For several decades, scientists developed experimental methods of computerized speech recognition, but the computing power available at the time limited them. Only in the 1990s did computers powerful enough to handle speech recognition become available to the average consumer. Current research could lead to technologies that are currently more familiar in an episode of “Star Trek.” The Defense Advanced Research Projects Agency (DARPA) has three teams of researchers working on Global Autonomous Language Exploitation (GALE), a program that will take in streams of information from foreign news broadcasts and newspapers and translate them. It hopes to create software that can instantly translate two languages with at least 90 percent accuracy. “DARPA is also funding an R&D effort called TRANSTAC to enable our soldiers to communicate more effectively with civilian populations in non-English-speaking countries,” said Garofolo, adding that the technology will undoubtedly spin off into civilian applications, including a universal translator.
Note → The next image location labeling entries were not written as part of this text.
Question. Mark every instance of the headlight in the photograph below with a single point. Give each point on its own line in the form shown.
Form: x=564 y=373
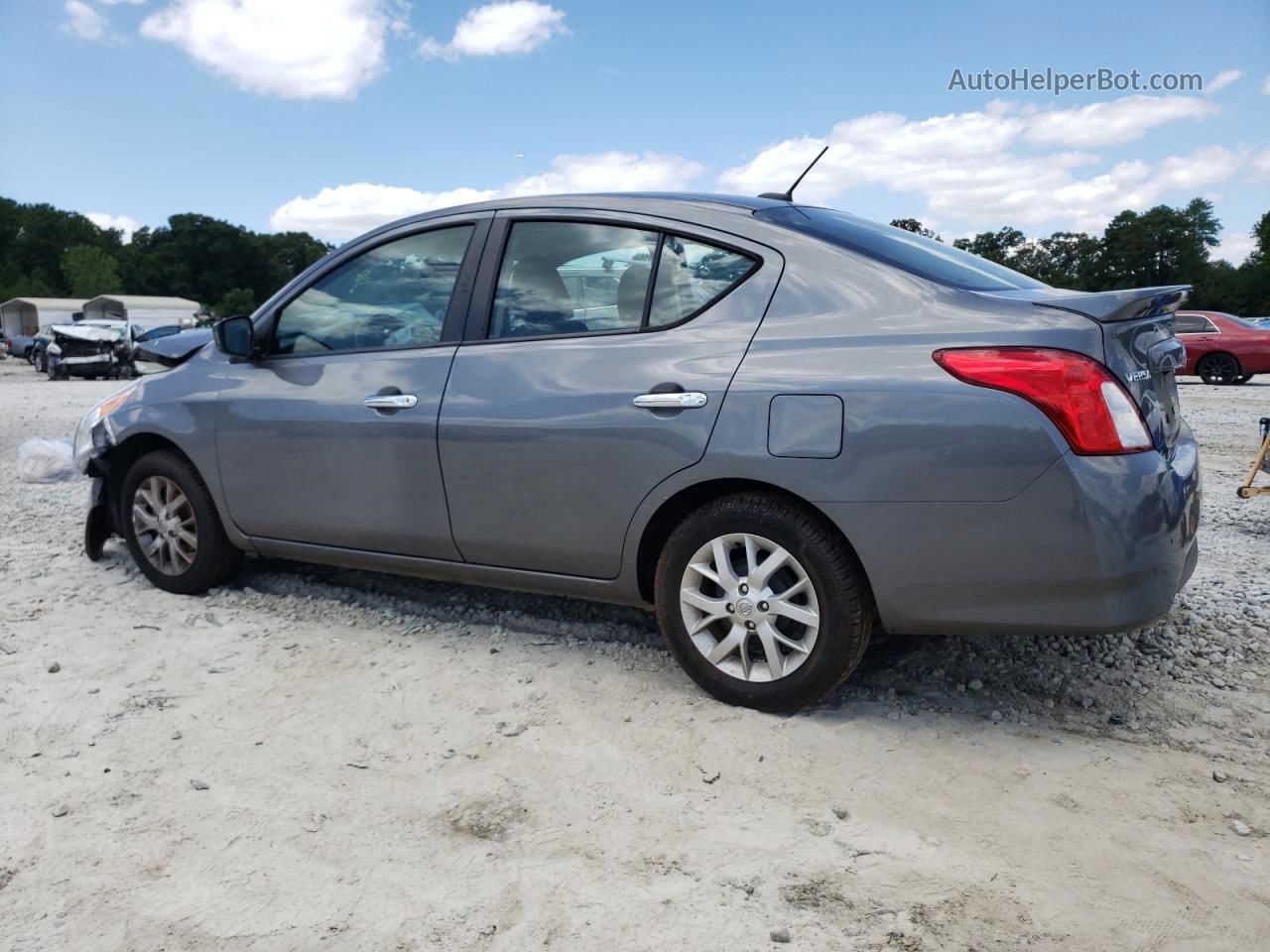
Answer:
x=94 y=431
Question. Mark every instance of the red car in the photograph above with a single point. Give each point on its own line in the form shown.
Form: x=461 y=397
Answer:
x=1222 y=348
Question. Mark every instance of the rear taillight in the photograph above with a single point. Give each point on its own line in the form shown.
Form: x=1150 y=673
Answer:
x=1079 y=394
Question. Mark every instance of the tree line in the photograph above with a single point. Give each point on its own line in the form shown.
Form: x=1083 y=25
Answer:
x=46 y=252
x=1138 y=249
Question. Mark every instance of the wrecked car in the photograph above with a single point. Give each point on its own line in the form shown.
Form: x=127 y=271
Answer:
x=788 y=425
x=89 y=349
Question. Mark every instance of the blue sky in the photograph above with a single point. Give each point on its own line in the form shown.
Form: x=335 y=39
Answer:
x=336 y=114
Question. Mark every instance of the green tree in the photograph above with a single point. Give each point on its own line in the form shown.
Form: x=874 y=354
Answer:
x=89 y=272
x=993 y=245
x=235 y=301
x=1160 y=246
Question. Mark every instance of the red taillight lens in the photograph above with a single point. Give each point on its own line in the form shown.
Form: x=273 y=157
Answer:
x=1079 y=394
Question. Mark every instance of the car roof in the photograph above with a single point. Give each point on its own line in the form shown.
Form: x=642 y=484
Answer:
x=657 y=203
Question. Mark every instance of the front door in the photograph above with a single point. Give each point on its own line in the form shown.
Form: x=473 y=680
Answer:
x=330 y=436
x=563 y=413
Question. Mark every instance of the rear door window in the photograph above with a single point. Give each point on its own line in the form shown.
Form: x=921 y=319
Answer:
x=561 y=278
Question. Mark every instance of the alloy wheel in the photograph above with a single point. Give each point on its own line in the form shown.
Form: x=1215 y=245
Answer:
x=1219 y=368
x=749 y=607
x=164 y=524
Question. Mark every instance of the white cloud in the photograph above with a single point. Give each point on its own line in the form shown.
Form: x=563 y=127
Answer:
x=344 y=212
x=969 y=169
x=1222 y=80
x=1260 y=166
x=608 y=172
x=495 y=30
x=1112 y=122
x=1201 y=168
x=122 y=222
x=1234 y=249
x=84 y=22
x=291 y=49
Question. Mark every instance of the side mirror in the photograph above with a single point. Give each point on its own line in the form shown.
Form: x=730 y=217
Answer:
x=235 y=336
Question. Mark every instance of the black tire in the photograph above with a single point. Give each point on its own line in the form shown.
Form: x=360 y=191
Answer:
x=214 y=561
x=841 y=593
x=1218 y=370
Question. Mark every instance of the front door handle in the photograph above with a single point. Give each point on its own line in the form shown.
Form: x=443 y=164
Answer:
x=676 y=400
x=391 y=402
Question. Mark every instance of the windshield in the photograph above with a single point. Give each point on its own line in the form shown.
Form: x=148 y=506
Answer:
x=903 y=249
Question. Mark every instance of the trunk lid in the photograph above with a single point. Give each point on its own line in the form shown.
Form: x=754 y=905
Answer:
x=1139 y=345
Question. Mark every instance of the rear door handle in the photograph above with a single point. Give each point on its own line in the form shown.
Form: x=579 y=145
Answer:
x=671 y=402
x=391 y=402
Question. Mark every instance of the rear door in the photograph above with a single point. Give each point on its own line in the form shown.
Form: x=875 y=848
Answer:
x=559 y=416
x=330 y=436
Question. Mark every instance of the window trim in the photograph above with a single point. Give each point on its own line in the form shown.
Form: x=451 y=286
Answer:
x=480 y=316
x=1209 y=329
x=451 y=326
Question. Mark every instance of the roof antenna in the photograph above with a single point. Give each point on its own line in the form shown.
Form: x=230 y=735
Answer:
x=788 y=195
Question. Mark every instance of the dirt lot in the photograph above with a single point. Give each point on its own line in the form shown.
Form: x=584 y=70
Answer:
x=390 y=765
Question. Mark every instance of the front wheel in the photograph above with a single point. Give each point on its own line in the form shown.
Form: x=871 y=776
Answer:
x=1219 y=370
x=761 y=603
x=172 y=527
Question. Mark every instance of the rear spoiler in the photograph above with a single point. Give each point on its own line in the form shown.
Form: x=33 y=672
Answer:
x=1129 y=304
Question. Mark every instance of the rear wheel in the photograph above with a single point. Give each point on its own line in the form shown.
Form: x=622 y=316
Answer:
x=761 y=603
x=1218 y=370
x=172 y=527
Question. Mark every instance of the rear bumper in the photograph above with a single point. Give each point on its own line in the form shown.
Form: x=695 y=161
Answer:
x=1093 y=544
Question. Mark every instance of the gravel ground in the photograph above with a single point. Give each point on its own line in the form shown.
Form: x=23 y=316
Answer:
x=324 y=758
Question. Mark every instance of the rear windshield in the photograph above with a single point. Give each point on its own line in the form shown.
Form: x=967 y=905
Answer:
x=903 y=249
x=1241 y=322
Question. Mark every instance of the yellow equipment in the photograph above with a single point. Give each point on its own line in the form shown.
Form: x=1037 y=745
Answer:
x=1247 y=490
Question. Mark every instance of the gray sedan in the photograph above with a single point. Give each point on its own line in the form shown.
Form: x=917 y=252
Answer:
x=779 y=425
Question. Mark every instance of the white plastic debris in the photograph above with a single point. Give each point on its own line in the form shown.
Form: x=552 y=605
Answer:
x=46 y=461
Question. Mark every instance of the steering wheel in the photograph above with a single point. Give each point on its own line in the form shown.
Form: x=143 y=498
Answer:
x=373 y=330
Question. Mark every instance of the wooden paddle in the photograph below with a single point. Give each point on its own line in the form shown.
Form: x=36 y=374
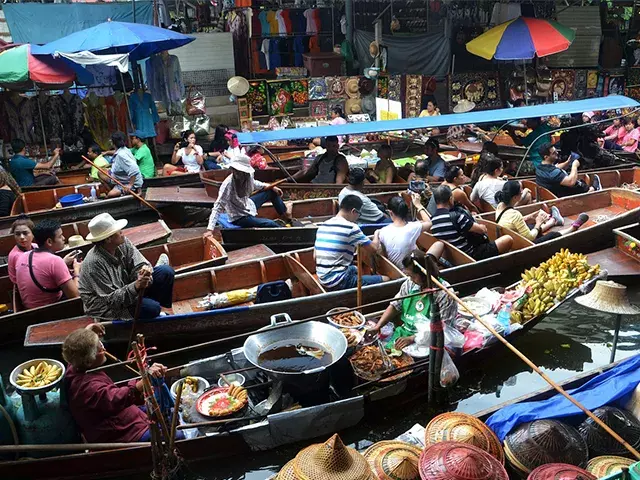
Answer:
x=135 y=195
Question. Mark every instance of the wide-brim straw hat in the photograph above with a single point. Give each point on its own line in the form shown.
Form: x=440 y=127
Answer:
x=464 y=106
x=394 y=460
x=103 y=226
x=331 y=460
x=608 y=297
x=238 y=86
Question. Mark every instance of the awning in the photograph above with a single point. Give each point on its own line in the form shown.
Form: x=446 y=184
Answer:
x=612 y=102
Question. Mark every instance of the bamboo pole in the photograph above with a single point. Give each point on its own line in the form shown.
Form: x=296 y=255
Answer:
x=532 y=365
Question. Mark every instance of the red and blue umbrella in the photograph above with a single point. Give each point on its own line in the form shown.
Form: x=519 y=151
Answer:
x=522 y=39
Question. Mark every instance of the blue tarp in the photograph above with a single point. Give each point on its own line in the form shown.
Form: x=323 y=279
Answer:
x=39 y=23
x=612 y=102
x=613 y=387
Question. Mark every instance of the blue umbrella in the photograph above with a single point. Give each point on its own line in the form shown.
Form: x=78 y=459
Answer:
x=137 y=39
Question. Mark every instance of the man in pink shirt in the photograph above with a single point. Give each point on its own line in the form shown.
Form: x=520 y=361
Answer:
x=41 y=276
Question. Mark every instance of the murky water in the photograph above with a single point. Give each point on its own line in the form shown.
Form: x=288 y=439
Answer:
x=571 y=340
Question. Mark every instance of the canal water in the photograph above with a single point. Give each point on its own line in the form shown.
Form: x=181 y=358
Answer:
x=571 y=340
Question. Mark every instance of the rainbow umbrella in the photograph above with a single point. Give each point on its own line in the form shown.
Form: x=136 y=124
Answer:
x=522 y=39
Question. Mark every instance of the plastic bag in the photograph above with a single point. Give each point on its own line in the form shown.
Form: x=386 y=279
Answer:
x=449 y=374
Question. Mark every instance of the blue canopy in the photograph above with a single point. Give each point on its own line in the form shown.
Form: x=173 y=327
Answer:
x=611 y=102
x=610 y=388
x=137 y=39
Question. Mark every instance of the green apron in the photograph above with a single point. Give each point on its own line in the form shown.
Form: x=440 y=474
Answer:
x=414 y=309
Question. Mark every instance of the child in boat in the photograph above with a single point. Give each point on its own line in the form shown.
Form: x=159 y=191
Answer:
x=507 y=216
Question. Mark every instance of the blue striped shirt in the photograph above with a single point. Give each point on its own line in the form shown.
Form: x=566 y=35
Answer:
x=336 y=242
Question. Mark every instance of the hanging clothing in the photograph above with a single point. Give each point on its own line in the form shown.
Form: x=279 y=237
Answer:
x=143 y=114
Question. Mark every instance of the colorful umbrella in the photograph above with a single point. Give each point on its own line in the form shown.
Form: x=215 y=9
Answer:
x=521 y=39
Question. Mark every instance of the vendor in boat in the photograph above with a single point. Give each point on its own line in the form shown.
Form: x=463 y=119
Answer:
x=335 y=245
x=28 y=172
x=114 y=273
x=236 y=199
x=330 y=167
x=103 y=411
x=417 y=308
x=370 y=212
x=507 y=216
x=553 y=177
x=42 y=277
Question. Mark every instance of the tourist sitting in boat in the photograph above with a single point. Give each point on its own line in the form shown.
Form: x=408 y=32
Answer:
x=142 y=155
x=553 y=177
x=103 y=411
x=507 y=216
x=457 y=226
x=42 y=277
x=22 y=230
x=454 y=178
x=236 y=199
x=187 y=152
x=330 y=167
x=114 y=274
x=28 y=172
x=491 y=182
x=370 y=212
x=399 y=238
x=336 y=242
x=417 y=308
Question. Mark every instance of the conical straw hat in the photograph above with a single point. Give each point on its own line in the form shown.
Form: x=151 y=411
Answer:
x=608 y=297
x=331 y=460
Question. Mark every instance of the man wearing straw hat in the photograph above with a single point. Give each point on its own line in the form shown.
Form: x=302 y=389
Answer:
x=114 y=274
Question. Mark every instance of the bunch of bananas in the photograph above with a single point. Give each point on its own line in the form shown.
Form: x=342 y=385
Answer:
x=551 y=282
x=39 y=375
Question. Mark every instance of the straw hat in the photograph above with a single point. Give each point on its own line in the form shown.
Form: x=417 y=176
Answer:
x=333 y=460
x=76 y=241
x=103 y=226
x=464 y=106
x=393 y=460
x=242 y=163
x=238 y=86
x=608 y=297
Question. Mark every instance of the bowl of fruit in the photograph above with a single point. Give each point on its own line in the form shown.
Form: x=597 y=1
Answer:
x=37 y=376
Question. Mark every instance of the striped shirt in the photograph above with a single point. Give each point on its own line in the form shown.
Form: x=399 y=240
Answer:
x=443 y=228
x=336 y=242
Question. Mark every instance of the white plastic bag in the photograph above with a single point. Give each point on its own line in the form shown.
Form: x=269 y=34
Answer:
x=449 y=374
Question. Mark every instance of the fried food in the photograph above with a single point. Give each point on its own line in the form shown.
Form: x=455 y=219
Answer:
x=39 y=375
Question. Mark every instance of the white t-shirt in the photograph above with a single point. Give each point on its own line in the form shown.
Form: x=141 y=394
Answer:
x=400 y=241
x=190 y=162
x=487 y=189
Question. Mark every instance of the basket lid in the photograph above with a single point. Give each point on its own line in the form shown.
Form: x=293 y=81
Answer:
x=607 y=464
x=620 y=421
x=331 y=459
x=464 y=428
x=541 y=442
x=459 y=461
x=560 y=471
x=394 y=460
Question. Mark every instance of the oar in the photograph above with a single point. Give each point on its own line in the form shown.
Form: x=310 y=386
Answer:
x=524 y=358
x=135 y=195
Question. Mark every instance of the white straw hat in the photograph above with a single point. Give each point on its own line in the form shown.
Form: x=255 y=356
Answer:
x=103 y=226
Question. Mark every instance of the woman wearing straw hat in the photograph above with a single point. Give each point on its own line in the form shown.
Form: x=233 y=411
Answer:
x=234 y=197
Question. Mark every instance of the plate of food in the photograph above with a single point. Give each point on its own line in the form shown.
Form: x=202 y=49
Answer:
x=345 y=320
x=222 y=401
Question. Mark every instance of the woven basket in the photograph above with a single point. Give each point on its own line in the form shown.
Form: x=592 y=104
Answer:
x=393 y=460
x=331 y=460
x=607 y=465
x=459 y=461
x=557 y=471
x=544 y=441
x=620 y=421
x=464 y=428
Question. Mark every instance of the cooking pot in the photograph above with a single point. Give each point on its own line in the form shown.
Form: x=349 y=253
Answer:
x=313 y=334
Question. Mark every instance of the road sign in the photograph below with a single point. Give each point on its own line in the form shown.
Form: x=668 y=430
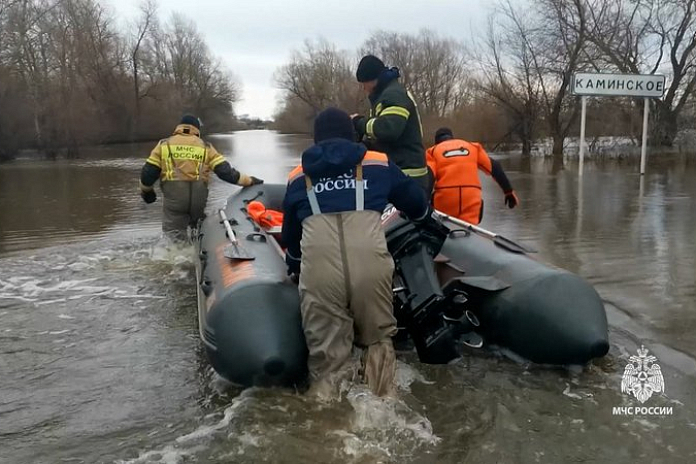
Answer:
x=619 y=85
A universal translator is still far into the future, however — it’s very difficult to build a system that combines automatic translation with voice activation technology. According to a recent CNN article, the GALE project is “‘DARPA hard’ [meaning] difficult even by the extreme standards” of DARPA. Why? One problem is making a system that can flawlessly handle roadblocks like slang, dialects, accents and background noise. The different grammatical structures used by languages can also pose a problem. For example, Arabic sometimes uses single words to convey ideas that are entire sentences in English.
At some point in the future, speech recognition may become speech understanding. The statistical models that allow computers to decide what a person just said may someday allow them to grasp the meaning behind the words. Although it is a huge leap in terms of computational power and software sophistication, some researchers argue that speech recognition development offers the most direct line from the computers of today to true artificial intelligence. We can talk to our computers today. In 25 years, they may very well talk back.
Summary:-
Speech recognition will revolutionize the entire field of human-computer interaction.  People will be allowed the freedom of moving about in relatively close proximity to a computer and not confined to their chair and desk.  Input speeds will be increased because of the ability to speak rather than key.  Eventually, the computer could act on our behalf, such as searching for information on the Internet while we sleep or go to work. After this step, true artificial intelligence will not be too far behind.

References:-
1) Gilbert, H. (1996).Input Devices.
2) Voice recognition technology. Business Education Forum, 30-32.
3) Machoski, M. (1998).Speech recognition and Natural Language Processing as a highly effective means of human-computer interaction.
4) Computer Microphone Products and Accessories. Shure Voice Recognition and speech Input Microphone. (1998).